News Local/State

Pro-Pot Ballot Questions On Town Meeting Agendas In C-U

 
Notice and Agenda for the Cunningham Township annual town meeting in Urbana.

Notice and agenda for the Cunningham Township annual town meeting, posted at the Cunningham Township Offices in Urbana. Jim Meadows/Illinois Public Media

Proposals to place advisory referenda calling for the legalization of marijuana statewide are on the agenda at annual town meetings in Champaign and Urbana --- two of the 1,431 such meetings being held across Illinois on Tuesday evening.

State law requires the meetings, which allow registered voters in each township to vote directly on township matters.

In regions like New England, such town meetings may be attended by hundreds of people. But the town meetings in Illinois usually attract just handfuls of voters, and the agenda is often routine.

In some townships, interest groups often use the town meetings to place advisory referenda on upcoming election ballots reflecting topics important to them. That is frequently the case in the annual town meetings for Champaign and Urbana. In past years, advocates have used the meetings to get advisory referenda on the ballot for issues ranging from township relief benefits to the war in Iraq.

This year, town meeting agendas in the City of Champaign Township, and Cunningham Township in Urbana include proposals to put an advisory referendum on the November ballot asking voters if the state of Illinois should “legalize and regulate the sale and use of marijuana in a similar fashion as the State of Colorado”.

In Urbana, the Cunningham Township annual meeting begins at 6 PM at the Urbana City Council Chamber. The City of Champaign Township holds its annual meeting at 7 PM at the Champaign City Council Chamber.

But more town meetings have agendas like the one in Decatur Township. The major items on that meeting’s agenda are the town clerk’s presentation of the township supervisor’s financial report, and a resolution for an audit of accounts.

The Decatur Township annual meeting takes place Tuesday evening at 6 PM, in the County Board Meeting Room, in the Macon County Office Building, 141 S. Main Street in Decatur.

The proliferation of advisory referenda proposals --- often introduced from the floor of the town meeting as a last-minute addition to the agenda --- led to passage of a state law in 2008 barring the public from proposing such motions without advance notice. The law has limited the element of surprise that backers of the referenda depended on, but hasn’t eliminated the proposals entirely.

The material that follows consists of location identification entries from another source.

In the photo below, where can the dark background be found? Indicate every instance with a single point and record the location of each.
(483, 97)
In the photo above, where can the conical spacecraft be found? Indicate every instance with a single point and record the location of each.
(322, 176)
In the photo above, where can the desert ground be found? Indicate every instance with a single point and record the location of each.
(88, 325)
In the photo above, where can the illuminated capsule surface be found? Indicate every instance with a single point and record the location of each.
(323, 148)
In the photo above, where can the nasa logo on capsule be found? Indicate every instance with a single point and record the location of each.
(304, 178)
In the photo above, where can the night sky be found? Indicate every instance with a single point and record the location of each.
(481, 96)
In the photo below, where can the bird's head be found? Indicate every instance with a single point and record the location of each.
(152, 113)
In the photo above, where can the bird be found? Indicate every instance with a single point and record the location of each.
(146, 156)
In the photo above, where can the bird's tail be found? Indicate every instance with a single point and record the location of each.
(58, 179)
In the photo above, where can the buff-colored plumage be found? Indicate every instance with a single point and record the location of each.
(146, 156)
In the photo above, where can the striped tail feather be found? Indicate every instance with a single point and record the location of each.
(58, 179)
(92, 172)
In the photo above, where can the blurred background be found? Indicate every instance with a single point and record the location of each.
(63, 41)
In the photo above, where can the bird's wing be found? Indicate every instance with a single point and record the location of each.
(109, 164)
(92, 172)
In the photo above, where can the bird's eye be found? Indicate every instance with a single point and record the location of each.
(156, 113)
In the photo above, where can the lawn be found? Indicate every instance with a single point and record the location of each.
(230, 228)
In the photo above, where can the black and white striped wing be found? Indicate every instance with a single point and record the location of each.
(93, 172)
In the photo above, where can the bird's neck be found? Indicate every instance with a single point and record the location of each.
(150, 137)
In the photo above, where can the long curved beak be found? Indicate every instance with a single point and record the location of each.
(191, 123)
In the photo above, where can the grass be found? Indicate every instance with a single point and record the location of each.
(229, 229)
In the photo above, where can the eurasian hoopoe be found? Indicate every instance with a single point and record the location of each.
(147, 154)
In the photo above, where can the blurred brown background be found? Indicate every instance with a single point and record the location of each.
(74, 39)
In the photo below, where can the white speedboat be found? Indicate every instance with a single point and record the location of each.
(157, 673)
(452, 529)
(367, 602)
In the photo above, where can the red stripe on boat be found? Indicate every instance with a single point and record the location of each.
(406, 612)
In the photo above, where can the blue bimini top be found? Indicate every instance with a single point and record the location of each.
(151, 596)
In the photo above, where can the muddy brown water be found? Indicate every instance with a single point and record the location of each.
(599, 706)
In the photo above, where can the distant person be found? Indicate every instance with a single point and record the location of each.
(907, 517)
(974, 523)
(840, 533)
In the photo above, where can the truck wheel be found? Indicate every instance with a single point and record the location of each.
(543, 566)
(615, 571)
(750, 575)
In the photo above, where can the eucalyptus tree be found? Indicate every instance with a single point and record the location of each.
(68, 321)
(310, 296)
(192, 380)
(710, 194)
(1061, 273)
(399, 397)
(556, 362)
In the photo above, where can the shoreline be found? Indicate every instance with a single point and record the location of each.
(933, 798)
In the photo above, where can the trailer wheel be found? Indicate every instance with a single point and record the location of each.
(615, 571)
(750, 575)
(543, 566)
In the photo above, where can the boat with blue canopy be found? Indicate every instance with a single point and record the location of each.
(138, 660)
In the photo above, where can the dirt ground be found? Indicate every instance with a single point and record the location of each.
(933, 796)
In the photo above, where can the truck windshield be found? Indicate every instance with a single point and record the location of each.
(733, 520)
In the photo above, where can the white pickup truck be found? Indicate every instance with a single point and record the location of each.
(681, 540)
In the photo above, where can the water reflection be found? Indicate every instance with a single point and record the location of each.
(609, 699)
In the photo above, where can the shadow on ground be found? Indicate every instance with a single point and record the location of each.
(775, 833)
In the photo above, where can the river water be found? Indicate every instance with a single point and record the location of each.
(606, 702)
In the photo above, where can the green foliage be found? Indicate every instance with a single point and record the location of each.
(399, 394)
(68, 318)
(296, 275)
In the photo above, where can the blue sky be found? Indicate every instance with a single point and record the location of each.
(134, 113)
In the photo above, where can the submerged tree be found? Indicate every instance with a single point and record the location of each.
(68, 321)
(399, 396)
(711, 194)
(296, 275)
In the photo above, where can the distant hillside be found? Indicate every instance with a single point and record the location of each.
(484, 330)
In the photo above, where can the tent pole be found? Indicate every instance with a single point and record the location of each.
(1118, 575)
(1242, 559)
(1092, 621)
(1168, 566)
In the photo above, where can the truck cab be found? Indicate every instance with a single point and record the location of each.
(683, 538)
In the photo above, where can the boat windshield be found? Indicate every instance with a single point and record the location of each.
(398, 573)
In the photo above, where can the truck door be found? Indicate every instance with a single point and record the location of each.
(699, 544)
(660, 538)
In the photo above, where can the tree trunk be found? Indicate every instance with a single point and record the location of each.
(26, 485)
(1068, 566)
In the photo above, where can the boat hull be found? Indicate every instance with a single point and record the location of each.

Township governments exist in all but 17 of Illinois’ 102 counties. Townships are governed by an elected board, and by voters in the annual town meeting. In rural areas, townships are responsible for local roads and drainage issues. In Monticello Township, the responsibilities include a local cemetery.

Such duties often do not exist in more urbanized townships. But those townships are still responsible for local property assessment and for the administration of certain types of welfare benefits.

In many urbanized townships, the borders may be contiguous with a city, and the city council also serves as the town board. That is the case in Champaign and Urbana, as well as other larger cities in Illinois --- except for Chicago, which has no townships.